Pertemuan Pertama Pihak Belanda dengan Pangeran Dipanegara
Pada tanggal 16 Februari 1830, terjadilah petemuan yang pertama antara Pangeran Dipanegara dan wakil tentara Belanda yakni Kolonel Cleerens (mewakili Jenderal de Kock yang sedang berada di Batavia) di desa Roma Kamal, di sebelah utara Roma Jatinegara. Setelah pertemuan ini, diadakan pertemuan lanjutan di desa Kejawang dan kemudian di Magelang yang berakhir dengan penangkapan Pangeran Dipanegara.
Pasca Penangkapan Pangeran Dipanegara
Pasca penangkapan Pangeran Dipanegara, RM. Arya Mangunprawira dan RM. Arya Jayaprana juga tertangkap di desa Brangkal. Setelah dianggap tidak membahayakan lagi, RM. Arya Mangunprawira diangkat sebagai Pembantu Kolektur di Muntilan sedangkan RM Arya Jayaprana dijadikan pegawai pengadilan di Purworejo.

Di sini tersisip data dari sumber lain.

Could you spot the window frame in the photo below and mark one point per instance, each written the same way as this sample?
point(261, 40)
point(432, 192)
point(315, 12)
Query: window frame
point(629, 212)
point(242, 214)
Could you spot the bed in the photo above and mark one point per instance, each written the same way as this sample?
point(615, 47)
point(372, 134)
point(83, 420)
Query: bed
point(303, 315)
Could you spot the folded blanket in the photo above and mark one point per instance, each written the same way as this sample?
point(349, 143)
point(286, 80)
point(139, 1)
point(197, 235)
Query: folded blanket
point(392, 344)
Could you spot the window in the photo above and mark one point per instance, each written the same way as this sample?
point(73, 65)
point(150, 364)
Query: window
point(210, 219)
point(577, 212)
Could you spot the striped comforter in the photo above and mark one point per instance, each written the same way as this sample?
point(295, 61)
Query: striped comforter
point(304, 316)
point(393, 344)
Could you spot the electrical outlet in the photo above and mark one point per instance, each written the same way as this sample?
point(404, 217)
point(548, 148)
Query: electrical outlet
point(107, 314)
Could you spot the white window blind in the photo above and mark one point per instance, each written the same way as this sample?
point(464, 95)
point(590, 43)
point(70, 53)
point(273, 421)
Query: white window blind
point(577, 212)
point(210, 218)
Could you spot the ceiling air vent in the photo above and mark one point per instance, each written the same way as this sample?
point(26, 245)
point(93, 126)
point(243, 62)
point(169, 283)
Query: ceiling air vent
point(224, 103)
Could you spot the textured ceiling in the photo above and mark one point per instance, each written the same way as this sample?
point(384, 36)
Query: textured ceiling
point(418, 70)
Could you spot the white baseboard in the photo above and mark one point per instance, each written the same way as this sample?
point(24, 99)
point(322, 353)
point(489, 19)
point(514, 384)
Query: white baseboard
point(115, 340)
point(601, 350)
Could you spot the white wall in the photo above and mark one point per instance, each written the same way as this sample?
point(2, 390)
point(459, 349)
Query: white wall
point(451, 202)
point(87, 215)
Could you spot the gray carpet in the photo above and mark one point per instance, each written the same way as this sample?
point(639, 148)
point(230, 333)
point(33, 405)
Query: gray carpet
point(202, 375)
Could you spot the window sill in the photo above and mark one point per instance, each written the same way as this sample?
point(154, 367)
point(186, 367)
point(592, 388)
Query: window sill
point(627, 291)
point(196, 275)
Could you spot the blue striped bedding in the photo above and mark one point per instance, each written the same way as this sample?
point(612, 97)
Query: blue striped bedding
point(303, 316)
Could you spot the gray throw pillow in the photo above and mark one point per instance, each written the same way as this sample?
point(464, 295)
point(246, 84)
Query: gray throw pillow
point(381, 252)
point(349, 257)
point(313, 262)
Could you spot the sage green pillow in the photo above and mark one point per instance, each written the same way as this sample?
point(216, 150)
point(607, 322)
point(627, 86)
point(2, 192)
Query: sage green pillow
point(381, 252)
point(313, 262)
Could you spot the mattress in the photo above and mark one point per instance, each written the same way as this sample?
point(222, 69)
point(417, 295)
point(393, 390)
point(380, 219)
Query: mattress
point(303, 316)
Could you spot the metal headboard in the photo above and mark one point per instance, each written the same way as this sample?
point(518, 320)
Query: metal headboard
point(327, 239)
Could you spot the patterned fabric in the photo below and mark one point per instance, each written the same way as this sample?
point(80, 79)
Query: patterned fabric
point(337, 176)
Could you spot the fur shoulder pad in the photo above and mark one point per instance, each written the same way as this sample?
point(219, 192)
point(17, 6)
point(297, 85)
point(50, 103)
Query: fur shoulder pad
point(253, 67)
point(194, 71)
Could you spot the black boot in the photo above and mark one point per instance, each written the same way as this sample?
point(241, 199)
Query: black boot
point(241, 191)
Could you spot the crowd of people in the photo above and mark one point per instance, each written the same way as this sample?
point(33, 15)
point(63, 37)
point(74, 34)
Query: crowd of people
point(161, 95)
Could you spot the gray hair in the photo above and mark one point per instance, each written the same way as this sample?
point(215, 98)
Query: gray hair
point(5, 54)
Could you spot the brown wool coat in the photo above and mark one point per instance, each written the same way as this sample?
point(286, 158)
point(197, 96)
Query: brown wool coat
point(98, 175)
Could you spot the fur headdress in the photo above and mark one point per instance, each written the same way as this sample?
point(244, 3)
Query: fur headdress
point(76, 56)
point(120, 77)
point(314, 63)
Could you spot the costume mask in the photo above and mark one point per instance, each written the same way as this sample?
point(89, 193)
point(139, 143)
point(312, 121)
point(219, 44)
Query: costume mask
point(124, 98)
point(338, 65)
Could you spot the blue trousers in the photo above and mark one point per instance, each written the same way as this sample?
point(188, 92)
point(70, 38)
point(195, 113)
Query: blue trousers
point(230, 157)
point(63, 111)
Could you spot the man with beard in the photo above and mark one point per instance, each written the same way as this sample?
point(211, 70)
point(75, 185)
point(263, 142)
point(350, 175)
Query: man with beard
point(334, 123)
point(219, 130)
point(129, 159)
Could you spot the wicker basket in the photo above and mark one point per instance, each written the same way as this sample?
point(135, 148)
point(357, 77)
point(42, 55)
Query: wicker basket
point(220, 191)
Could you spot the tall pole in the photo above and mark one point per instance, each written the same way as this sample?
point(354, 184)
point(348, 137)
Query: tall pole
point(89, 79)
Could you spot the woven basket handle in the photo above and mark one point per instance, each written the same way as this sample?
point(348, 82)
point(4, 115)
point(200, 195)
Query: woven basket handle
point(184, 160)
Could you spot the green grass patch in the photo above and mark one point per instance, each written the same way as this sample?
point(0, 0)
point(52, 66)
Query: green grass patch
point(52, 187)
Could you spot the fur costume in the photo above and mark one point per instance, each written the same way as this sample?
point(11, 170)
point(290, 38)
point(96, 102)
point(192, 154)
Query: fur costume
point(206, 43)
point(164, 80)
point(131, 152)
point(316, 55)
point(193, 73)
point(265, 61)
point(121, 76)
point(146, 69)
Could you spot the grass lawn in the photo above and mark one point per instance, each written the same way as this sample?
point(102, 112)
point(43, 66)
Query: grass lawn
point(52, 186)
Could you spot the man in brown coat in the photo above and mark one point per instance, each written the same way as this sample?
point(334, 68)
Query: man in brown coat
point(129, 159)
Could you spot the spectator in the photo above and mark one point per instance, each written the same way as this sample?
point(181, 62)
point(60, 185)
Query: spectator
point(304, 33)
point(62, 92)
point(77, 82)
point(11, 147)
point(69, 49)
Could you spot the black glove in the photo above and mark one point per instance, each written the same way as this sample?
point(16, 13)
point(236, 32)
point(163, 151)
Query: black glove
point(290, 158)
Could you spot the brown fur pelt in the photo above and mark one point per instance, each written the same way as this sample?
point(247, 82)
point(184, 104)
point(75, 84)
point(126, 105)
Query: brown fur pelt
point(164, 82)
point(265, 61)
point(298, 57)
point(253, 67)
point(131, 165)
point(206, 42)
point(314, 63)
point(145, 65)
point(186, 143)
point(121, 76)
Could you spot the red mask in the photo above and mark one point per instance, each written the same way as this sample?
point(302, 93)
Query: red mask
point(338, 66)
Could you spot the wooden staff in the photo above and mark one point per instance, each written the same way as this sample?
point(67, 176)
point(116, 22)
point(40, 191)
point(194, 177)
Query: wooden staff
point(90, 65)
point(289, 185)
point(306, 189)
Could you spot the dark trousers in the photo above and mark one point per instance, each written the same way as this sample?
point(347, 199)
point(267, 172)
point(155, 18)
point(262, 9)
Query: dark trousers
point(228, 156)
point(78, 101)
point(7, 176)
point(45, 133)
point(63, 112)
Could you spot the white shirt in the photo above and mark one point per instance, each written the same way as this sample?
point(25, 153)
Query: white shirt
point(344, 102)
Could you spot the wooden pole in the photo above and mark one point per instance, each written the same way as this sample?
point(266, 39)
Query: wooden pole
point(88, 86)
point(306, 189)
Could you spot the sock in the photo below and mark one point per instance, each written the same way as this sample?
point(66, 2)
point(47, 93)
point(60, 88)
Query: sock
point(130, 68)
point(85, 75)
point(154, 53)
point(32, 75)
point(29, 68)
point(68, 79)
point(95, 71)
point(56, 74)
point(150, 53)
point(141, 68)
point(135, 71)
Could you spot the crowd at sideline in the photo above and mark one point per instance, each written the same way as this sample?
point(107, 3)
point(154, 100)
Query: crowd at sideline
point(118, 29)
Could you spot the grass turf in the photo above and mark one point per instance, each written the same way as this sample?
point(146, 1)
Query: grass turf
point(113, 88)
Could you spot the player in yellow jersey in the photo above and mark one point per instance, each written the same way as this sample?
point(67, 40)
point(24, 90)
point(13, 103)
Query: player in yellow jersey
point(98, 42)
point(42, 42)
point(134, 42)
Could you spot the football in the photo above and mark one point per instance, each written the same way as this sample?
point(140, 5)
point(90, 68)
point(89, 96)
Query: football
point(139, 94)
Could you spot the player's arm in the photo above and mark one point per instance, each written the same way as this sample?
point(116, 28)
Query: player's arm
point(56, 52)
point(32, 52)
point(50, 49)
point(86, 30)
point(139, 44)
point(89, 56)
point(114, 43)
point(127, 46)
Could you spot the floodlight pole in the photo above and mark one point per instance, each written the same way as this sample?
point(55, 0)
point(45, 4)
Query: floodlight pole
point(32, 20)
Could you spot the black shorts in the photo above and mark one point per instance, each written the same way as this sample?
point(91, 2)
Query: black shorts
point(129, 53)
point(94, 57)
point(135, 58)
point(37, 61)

Selanjutnya RM. Arya Mangunprawira diangkat menjadi Kolektur (setingkat Ka Dis Pemda) di Kebumen dan diawasi oleh Adipati Arungbinang IV Bupati kebumen, sedangkan RM. Arya Jayaprana diangkat menjadi Beskal (suatu jabatan di Pengadilan Belanda) di Purworejo.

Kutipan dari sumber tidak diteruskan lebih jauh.